London-based illustrator Julie Verhoeven’s recent video collage, “If You Are Happy and You Know It” juxtaposes Technicolor Estée Lauder lipsticks and Serge Lutens perfumes. “I wanted to see if I could find a way of working with the products while ignoring their function; merely judging them as a component for a collage,” she says. Her relationship with cosmetics is not limited to work but also extends to her public persona. “I find make-up essential for survival,” says Verhoeven, who is known for her coloured mascaras and rainbow-hued eyeshadows. “I would struggle to continue to live a fulfilling life without my make-up bag close to hand: the ability to transform and take on a mask is totally essential for me, and strangely comforting.”
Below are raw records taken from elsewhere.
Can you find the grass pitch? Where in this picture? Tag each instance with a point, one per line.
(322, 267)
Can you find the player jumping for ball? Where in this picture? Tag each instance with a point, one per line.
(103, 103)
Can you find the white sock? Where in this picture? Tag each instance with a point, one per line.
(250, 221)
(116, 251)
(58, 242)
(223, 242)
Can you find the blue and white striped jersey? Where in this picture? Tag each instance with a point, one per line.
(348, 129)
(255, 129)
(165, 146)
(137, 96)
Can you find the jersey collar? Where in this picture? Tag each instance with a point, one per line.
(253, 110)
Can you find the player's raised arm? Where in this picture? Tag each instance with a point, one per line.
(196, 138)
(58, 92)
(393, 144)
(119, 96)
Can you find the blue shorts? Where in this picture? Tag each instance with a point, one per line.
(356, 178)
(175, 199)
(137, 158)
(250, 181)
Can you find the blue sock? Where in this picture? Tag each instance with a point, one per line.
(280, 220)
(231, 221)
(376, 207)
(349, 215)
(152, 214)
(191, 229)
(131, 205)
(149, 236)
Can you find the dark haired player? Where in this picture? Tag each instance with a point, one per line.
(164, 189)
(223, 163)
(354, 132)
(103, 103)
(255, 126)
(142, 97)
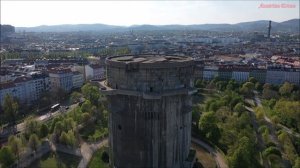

For Parisian artist Cédric Rivrain, who uses make-up products to create his whimsical and detailed works on paper, the allure of cosmetics is more straightforward. “I use eye shadows, blushes and foundations because make-up products are the finest pigments you can use for drawing,” he says.

Rivrain first discovered the possibilities of make-up as a child, playing with his mother’s lipsticks: “I loved all the rich colours and always added some of her eyeshadows or lipstick on my drawing to add deeper tints. I never stopped, and now I only use powder-base products that I apply with my fingers.” His favourite brand is Shu Uemura because it has “the most vivid” pigments and “the most subtle. The texture is so light it instantly becomes one with the paper.”

As for those who find the idea of fine art dabbling in the superficial world of beauty a high/low step too far, Rivrain says: “Both make-up and art transform our surroundings for the better.” It’s just that one gets washed off at the end of the day.